Il nuovo pacchetto normativo Ue sulla privacy protegge sì meglio i consumatori, ma avrà un costo in termini di libertà di espressione e offrirà a chi usa Internet per informarsi un resoconto della storia con un forte “editing” e diverse lacune.
La nuova accusa alle regole approvate dall’Europa in fatto di data protection arriva dal New York Times, che sottolinea come la normativa, che entrerà in vigore nel 2018, esigerà dalle aziende di ottenere l’esplicito consenso all’uso dei dati da parte delle persone. A noi europei questo sembra un sacrosanto e anche ovvio diritto, ma la testata americana spiega che i consumatori avranno il diritto di “esaminare e correggere” le informazioni. I regolatori avranno anche la possibilità di imporre severe sanzioni alle aziende che non rispettano le regole – questo è un leit motiv nelle critiche che arrivano dagli Usa: il 4% delle revenues globali come multa massima sembra una quota spropositata. In più le aziende dovranno informare i regolatori entro 72 ore se hanni subito intrusioni e i dati personali che conservano sono stati rubati.
Il NYTimes riconosce che molti provvedimenti nel nuovo pacchetto Ue sulla privacy sono “ragionevoli”, ma alcuni appaiono “inquietanti”. La misura considerata più problematica è quella che espande il cosiddetto diritto all’oblio: è giusto permettere alle persone di cancellare informazioni vecchie, errate o non rilevanti, ma questo diritto, scrive la testata americana, è stato usato per rendere più difficile il reperimento di informazioni legittime, come vecchi articoli di giornale.
Più di 350.000 cittadini europei hanno chiesto a Google di rimuovere link a 1,3 milioni di pagine web dei suoi risultati di ricerca dopo la sentenza della Corte di Giustizia europea del maggio 2014 (Google ha riferito di aver proceduto finora alla rimozione del 42% dei link di cui è stata richiesta l’eliminazione). Col nuovo pacchetto Ue sulla privacy, le aziende come Google dovranno togliere immediatamente le informazioni di cui si richiede la rimozione e poi decidere se tale rimozione possa essere permanente o se le informazioni vadano ripristinate. Quel che appare grave al NYTimes è che i gruppi dei media e altri siti Internet non potranno obiettare contro le rimozioni temporanee e forse nemmeno contro quelle permanenti.
Inoltre resta il grande nodo legato al diritto all’oblio: nemmeno con la nuova legislazione europea è chiaro se le Internet companies dovranno cancellare i link solo in Europa o in tutto il mondo. Come noto, Google si è già trovata di fronte a questo dilemma e sostiene da sempre che la sentenza europea si applica solo in Europa, a dispetto di quanto sostenuto dai difensori della privacy in Ue e di quanto decretato dal Garante francese che a inizio anno ha ingiunto al motore di ricerca americano di cancellare i link di cui i cittadini francesi chiedevano la rimozione anche nel resto del mondo.
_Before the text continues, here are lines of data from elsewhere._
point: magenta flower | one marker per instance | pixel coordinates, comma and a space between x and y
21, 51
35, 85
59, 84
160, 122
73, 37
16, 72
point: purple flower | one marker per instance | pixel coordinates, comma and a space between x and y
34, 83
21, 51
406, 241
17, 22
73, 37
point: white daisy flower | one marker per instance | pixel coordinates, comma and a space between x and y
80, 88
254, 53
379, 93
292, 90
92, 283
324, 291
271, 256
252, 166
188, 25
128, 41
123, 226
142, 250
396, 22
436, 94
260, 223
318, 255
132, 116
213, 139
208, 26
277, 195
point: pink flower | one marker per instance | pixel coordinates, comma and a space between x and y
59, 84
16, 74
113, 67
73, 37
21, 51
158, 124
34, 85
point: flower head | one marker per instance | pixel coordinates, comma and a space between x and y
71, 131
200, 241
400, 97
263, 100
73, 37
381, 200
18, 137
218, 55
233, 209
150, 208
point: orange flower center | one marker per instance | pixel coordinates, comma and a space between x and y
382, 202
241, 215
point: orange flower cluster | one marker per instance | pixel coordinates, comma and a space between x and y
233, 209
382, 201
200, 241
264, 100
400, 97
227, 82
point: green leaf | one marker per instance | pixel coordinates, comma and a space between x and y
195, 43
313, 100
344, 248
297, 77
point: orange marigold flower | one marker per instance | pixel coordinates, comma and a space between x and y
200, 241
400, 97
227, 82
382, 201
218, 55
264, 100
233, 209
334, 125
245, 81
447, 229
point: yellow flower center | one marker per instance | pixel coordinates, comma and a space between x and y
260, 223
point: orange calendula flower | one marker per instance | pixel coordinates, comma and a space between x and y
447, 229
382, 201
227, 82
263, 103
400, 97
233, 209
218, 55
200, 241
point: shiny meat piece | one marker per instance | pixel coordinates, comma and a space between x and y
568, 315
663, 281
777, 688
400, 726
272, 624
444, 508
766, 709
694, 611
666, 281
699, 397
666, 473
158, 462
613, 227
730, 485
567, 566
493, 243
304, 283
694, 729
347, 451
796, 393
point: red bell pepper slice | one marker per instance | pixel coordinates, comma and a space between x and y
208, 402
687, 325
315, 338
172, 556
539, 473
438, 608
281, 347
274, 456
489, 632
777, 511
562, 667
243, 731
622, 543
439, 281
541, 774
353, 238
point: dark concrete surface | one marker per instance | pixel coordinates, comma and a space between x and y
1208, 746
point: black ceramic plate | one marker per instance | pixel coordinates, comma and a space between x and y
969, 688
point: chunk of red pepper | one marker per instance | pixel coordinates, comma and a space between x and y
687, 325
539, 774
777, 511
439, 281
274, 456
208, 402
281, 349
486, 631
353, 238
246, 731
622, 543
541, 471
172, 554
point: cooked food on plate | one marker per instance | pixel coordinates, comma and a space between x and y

I legislatori europei ovviamente dicono di non voler affatto limitare la libertà di espressione e fanno presente di aver introdotto eccezioni che evitano che personaggi politici e altre figure pubbliche chiedano l’eliminazione dal web di notizie fondamentali che li riguardano. Inoltre i link sono rimossi solo dai risultati delle ricerche fatte in base al nome della persona e si possono trovare cercando con altri nomi o parole rilevanti. Ma secondo il NYTimes, questo introduce comunque una difficoltà nelle ricerche su Internet, soprattutto per chi non conosce quelle altre “parole rilevanti”, e rappresenta una limitazione dell’accesso alla conoscenza.
Impossibile da applicare appare invece alla testata americana la regola che esige dai social network il consenso dei genitori per l’iscrizione al sito di chi ha meno di 16 anni: la regola attuale, che chiede il consenso dei genitori al trattamento dei dati solo per i ragazzi sotto i 13 anni, appare più pratica, perché dopo quell’età l’uso dei social media è altissimo. Per fortuna, i Paesi membro possono riportare autonomamente la soglia a 13 anni. “I legislatori europei sono chiaramente spinti dal desiderio di proteggere la privacy dei loro cittadini”, conclude il NYTimes. “Ma dovrebbero stare attenti, mentre inseguono questo sacrosanto diritto, a non lederne altri, come la libertà di espressione”.